Besides, such data feeding may cost a lot of memory in case the table is big. Is there a possibility to avoid memory leaks?
Solution
Variables should be named using camelCase
casing, see the NET naming guideline so Infos
-> infos
and Usr
-> usr
but as one shouldn’t use abbreviation for any names you should change it to users
which is much easier to read. This same rule applies to r
vs reader
and com
vs command
.
Using braces {}
always although they might be optional is the way to make your code less error prone.
foreach (var user in Users)
{
context.Infos.Add(user);
}
I don’t know where these Users
are coming from and what context.Infos
type is, but if it is by any chance a List<T>
you could use the AddRange()
method to add them all at once like context.Infos.AddRange(Users);
.
What sense does it have to fill a List<Info>
which is not used afterwards ?
Having a static class containing the queries can be ok, but you should at least add some possibility to add custom queries as well.
First your migration service should look something in the lines of
public class MigrationService : IMigrationService
{
private readonly IDatabaseContext _postgreContext;
private readonly IDatabaseContext _mssqlContext;
public ContactDataService(IDatabaseContext postgreContext, IDatabaseContext mssqlContext)
{
if (postgreContext == null) throw new ArgumentNullException(nameof(postgreContext));
if (mssqlContext == null) throw new ArgumentNullException(nameof(mssqlContext));
_navServiceContext = navServiceContext;
_mssqlContext = mssqlContext;
}
public void ImportInfosSeedData()
{
var infos = _postgreContext.GetInfosData();
_mssqlContext.PostInfosData(infos);
}
}
If doesn’t use a procedure GetInfosData and PostInfosData could look like
public IEnumerable<User> GetInfosData(){
return _postgreContext.Infos.Select(o => MapToUser(o));
}
public void PostInfosData(IEnumerable<User> users){
foreach (var user in users)
context.Infos.Add(user);
_mssqlContext.SaveChanges();
}
Note however that there are limitations on how many items a time you can save to context. I assume the number is seed data and collection size is under 100 instances. If you need to add millions, then you would need to create a transaction that updates them in ex: up to 1000 element batches.
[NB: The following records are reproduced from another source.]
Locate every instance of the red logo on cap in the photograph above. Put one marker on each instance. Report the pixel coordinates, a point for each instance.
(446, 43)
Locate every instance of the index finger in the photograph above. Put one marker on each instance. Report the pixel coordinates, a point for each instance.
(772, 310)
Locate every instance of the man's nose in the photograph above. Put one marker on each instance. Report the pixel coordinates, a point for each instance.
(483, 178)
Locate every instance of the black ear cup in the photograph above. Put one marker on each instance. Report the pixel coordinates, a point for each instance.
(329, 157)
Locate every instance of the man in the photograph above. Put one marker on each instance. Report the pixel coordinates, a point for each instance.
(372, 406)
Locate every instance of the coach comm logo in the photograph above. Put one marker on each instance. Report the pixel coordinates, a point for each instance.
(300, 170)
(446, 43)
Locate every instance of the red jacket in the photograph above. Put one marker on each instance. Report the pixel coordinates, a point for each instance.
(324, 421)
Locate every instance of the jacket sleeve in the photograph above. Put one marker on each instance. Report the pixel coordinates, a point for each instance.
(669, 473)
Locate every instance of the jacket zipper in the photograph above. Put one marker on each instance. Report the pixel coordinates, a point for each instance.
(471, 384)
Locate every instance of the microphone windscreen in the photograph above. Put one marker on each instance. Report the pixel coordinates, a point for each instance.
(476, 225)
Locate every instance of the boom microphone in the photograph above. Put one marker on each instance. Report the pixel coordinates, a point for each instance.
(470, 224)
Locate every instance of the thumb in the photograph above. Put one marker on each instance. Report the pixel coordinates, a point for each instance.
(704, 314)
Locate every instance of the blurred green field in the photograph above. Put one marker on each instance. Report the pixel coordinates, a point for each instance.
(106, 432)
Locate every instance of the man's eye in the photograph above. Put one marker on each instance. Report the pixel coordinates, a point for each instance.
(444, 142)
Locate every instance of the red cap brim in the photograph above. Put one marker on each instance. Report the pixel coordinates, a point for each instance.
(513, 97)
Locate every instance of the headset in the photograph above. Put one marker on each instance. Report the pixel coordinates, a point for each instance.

If data amount is high then there is a risk for resource saturation. Then you not select all data
public IEnumerable<User> GetInfosData(int count = 0, int amount = 1000){
return _postgreContext.Infos.Skip(amount * count).Take(amount).Select(o => MapToUser(o));
}
This assumes database table has the primary key and concrete ordering and while you run this you do not add new elements. If it does not have an ordering you can use a view where the data is sorted.
Some databases do not provide full C# lamba support, ex: oracle and postgres. You might need to rephrase your select statement or do it in a server side procedure like you have done.